第1章 再会
シ(つまらない…。)
窓の外をチラリ、と眺める。
そんな毎日を過ごして約半年──…3月のある日の放課後。
いつも騒がしい学内だが、その日は特にザワザワと賑わっていた。
「なんか今日飛び級で大学に進んだすごい天才が用事があってうちの学校に来てるんだって!」
「しかもイケメンなんでしょ?」
「一目でいいから見てみたいわね!」
シ(何かあるのかしら?)
色めき立っているようにも見える少女たちを横目に見ながら、この半年の間で見つけた穴場へと足を進める。
『やっぱりここが1番ね。
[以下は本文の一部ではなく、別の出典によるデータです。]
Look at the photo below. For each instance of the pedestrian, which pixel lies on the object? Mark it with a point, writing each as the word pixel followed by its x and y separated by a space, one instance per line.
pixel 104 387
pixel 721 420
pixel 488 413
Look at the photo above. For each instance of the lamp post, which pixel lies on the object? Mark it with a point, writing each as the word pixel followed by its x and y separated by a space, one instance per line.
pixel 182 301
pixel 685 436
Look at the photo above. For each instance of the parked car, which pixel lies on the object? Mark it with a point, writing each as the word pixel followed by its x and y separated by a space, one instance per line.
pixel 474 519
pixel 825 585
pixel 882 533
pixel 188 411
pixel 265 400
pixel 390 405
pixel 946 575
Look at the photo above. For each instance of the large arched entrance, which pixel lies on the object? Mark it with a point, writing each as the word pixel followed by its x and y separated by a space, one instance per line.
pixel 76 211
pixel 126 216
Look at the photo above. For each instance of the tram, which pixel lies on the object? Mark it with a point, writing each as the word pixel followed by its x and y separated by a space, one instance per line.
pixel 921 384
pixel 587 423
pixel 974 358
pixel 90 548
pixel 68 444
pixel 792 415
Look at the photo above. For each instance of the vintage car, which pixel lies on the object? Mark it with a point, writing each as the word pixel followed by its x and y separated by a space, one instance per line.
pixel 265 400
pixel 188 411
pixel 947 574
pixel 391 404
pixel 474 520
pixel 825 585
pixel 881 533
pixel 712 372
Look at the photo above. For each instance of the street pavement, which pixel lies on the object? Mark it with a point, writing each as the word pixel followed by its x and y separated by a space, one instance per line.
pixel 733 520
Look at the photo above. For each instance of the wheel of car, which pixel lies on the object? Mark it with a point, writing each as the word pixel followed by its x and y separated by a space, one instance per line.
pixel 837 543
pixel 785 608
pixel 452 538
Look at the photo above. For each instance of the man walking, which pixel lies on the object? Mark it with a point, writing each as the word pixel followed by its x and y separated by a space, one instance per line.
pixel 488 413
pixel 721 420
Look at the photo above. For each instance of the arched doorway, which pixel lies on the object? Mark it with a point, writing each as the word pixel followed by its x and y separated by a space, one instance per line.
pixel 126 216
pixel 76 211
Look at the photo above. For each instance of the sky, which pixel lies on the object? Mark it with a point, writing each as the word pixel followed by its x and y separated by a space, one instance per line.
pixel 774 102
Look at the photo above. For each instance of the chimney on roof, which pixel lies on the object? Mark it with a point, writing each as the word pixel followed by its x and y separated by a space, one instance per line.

誰も来ない。』
校舎の端の端。
小さな池のほとりにある小さなベンチ。
周りは生垣で覆われており、この場所の存在を知る生徒はおろか、教師すらいないのではないかと思えるほど人気のない場所を数ヶ月前に見つけて密かに通っていた。
ベンチに荷物を置くと、筒状の図面ケースを開ける。
中から書きかけの図面を取り出し、板の上に広げてサラサラとペンを走らせる。
すでに家には書き上げた図面が100以上、図面ケースの中にも10枚ほどの書きかけの図面があった。